The quote is from Sid Waddell, legendary darts commentator (he’s actually making a point about champion Eric Bristow, but that’s by the by). Every few years I have an inkling of how Alexander (and indeed Eric) might have felt. This is in no way to compare our achievements (for one thing, I have killed far fewer people than Alexander the Great). But the feeling must be very common: on approaching the end of a long creative project, we fear it will be our last. It’s all downhill from here.
I wrote my first ‘novel’ at the age of 18. When I say novel, I mean it was a novel-length piece of writing; it wasn’t anything you’d waste time actually reading. Obviously at the time I thought it was a masterpiece. Yet as I caressed its single-spaced pages I was wracked by sadness. I knew I’d never, ever, create anything so good again. My career as a writer had peaked too soon.
A year later, the first dreadful novel now under lock and key and armed guard, I wrote another. This one was a considerable improvement (it could hardly fail to be) and at the time I thought it perfect, flawless, my ‘magnificent octopus’ as Baldrick might say. And me only 20! My joy at writing the closing words could not help but be laced with a keening note of melancholy. I’d done it, but now I had nothing left to give. There were no more good ideas in the world, no characters so alive, no plots worth getting out of bed for.

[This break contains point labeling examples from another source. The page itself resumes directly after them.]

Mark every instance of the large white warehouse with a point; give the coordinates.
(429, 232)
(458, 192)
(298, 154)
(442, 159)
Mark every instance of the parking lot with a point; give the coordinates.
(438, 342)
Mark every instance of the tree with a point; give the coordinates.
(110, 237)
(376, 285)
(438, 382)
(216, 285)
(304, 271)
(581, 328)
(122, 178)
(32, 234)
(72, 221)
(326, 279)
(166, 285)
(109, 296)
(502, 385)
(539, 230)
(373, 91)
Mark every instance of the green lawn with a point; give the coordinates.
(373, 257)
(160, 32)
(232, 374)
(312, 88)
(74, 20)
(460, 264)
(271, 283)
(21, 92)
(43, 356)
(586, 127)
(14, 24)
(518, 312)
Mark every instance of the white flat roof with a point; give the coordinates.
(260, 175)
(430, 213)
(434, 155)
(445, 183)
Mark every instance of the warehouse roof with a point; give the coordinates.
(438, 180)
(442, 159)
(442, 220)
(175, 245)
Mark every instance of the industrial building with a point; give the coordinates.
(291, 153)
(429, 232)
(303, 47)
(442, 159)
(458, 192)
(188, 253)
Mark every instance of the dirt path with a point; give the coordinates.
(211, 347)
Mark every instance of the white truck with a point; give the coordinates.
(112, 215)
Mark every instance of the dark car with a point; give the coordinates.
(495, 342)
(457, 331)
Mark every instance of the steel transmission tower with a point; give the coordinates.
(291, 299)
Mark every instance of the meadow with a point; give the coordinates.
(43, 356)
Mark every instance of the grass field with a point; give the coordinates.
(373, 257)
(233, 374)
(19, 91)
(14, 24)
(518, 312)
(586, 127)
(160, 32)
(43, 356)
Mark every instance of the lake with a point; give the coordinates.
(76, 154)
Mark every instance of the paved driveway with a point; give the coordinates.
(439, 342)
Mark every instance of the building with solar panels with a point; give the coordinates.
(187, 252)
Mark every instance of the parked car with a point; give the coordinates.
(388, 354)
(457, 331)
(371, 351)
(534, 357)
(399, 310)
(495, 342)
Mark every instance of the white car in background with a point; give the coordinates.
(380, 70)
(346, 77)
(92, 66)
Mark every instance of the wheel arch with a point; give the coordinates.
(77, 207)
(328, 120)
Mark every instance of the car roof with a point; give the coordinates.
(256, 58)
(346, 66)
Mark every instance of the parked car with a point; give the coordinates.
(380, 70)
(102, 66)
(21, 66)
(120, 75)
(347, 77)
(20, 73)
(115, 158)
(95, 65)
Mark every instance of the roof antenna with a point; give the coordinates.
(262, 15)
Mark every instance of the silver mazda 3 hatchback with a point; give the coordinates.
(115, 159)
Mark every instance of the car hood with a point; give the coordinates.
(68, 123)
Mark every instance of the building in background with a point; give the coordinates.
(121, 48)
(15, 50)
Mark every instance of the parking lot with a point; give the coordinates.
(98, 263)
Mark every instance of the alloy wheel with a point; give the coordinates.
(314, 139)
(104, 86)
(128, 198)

Bafflingly, this novel too failed to get published. Eventually I realised why and locked it up with the first. (The only reason both typescripts remain unburned is to remind me how deluded it’s possible to be.) But youthful hubris, amusing though it is in hindsight, isn’t the point of this post. My point is that feeling, which is real enough. That feeling of finishing, and of being finished, and fearing this is the end of it all. Really, it’s just tiredness putting on airs. But it takes distance to realise that.
And I still suffer that feeling, regular as clockwork. It came when I wrote my fourth novel, which was my first for children, ‘The Century Spies’ (never published): ‘That’s the best thing I’ll ever do.’ It came when I took a detour into screenwriting with an appalling, unfilmable script. It came after The Cat Kin (published, finally!); it came after the sequel, Cat’s Paw: ‘I’ve had my last good idea.’ Now I’m learning to get used to it.
When I finish the first draft of my latest book – which I will do, I hope, before the year turns – I know what to expect. But this time I will just have some tea, find a good book to read, and wait patiently for the next good idea to come along.
3 comments:
"Really, it’s just tiredness putting on airs."
What a great line! Now if I can only remember it ...
Oh, what a perfect recapture of the teenage writing experience.
Marvellous, Nick! I shall keep a copy, if I may, to send to teenage nephews and great-nephews, writers to a man, when they come to me in despair over the writing process (as they do from time to time).